To operate as a player or super agent, a company needs N250 million or N50 million as capital requirements.
The document also spelled out the activities permissible under each category, which CBN said would apply to “new and existing market participants.”
Signed by Director, Payment System Management Department, Musa Jimoh, the circular categorised the providers into four: switching and processing; mobile money operations (MMOs); payment solution services and regulatory sandbox.
It warned that only companies registered as MMO “are permitted to hold customer funds.”
The directive clarified that “companies seeking to combine activities under the switching and MMO categories are only permitted under a holding company structure with the subsidiary entities clearly delineated to prevent commingling.”
Under the new regulatory template, firms (and there are quite a number of them in the fast-growing industry) that currently combine activities would hand off one or float a holding company.

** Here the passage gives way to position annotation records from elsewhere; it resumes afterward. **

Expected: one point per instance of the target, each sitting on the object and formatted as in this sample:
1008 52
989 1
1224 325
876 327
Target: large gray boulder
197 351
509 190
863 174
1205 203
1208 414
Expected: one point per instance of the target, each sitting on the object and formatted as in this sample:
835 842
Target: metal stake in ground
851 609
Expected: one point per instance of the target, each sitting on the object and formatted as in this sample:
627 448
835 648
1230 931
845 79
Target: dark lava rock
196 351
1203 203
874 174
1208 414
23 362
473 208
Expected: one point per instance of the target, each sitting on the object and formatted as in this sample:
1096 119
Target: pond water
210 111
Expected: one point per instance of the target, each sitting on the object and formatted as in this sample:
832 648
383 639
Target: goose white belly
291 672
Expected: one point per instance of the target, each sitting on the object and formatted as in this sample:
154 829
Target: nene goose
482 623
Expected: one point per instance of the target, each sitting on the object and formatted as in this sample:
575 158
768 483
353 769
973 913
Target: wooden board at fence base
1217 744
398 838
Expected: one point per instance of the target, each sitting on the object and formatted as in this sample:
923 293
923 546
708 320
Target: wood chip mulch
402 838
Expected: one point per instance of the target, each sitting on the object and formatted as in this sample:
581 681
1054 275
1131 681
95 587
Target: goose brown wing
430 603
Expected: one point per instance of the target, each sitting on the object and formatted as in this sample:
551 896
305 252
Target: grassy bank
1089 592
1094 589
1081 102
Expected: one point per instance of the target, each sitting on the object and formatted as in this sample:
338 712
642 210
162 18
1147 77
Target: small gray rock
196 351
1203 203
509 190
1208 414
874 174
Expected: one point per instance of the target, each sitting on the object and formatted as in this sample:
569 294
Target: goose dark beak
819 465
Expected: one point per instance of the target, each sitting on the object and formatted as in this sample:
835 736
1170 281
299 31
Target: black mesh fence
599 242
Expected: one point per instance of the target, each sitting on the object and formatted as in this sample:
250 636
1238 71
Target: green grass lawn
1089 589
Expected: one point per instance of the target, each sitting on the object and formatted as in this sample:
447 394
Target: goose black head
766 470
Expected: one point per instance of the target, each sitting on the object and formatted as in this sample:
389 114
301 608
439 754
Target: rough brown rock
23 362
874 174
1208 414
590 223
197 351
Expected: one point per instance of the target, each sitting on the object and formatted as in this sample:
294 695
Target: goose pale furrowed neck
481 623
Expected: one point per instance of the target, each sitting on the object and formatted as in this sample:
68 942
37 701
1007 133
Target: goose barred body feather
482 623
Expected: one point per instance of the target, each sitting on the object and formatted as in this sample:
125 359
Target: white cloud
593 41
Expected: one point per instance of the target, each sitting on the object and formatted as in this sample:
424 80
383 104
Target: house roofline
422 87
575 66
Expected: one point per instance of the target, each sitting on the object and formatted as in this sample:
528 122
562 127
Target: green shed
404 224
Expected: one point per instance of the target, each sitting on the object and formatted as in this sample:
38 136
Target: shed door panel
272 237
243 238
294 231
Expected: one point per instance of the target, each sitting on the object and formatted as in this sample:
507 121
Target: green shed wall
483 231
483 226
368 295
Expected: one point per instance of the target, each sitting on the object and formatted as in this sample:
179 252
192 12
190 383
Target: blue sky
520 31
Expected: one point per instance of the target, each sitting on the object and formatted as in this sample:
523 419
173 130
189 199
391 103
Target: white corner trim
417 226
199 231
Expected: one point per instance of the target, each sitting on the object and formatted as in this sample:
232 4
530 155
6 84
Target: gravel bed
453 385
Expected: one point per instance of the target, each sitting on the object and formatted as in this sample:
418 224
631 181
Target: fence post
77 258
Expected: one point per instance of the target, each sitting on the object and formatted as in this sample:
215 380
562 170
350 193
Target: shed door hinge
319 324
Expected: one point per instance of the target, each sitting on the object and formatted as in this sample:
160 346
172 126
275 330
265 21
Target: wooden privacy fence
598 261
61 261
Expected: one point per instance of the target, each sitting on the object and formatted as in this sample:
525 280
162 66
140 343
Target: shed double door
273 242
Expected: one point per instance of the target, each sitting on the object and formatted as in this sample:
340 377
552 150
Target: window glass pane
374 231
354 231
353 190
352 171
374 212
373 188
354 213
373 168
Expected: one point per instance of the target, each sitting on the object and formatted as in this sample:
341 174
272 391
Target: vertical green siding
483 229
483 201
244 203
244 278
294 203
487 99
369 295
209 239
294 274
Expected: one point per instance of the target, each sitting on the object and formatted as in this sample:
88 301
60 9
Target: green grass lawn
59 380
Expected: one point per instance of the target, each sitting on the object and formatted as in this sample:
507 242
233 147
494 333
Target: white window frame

The regulator also observed: “Payment system companies in the PSS category may hold any of PSSP, PTSP and super-agent licence or a combination of the licenses thereof.”
“All licensed payment service providers in any of the categories covered by this framework holding or seeking any other CBN issued licences are required to obtain a no-objection from the Payment System Management Department.”
It warned that the object clauses in the memorandum and article of association of payment service providers would be limited to the “permissible activities under their licensing authorisation.”
Also, the circular insisted that collaboration between payment service providers, money deposit banks and other financial institutions shall as regards service and product development shall henceforth be subjected to “CBN’s prior approval”.
“All payment service providers and stakeholders in the payment system are required to ensure strict compliance with these requirements and all other payment system regulations,” CBN directed.
The purpose of the guideline, it added, was to ensure a “strong and credible payment system”.
Nigeria is currently on catch-up with the rest of the world, including some of Africa’s countries like Kenya, in the adoption of smart payment solutions.
According to information from the Nigeria Interbank Settlement System, the country has recorded unparalleled growth in smart payment in the past two years with the innovation gaining more traction by the day.
Stakeholders have suggested a cautious regulation of financial technology with the fears that overregulation may stifle innovation and speed – the wheels that drive the industry.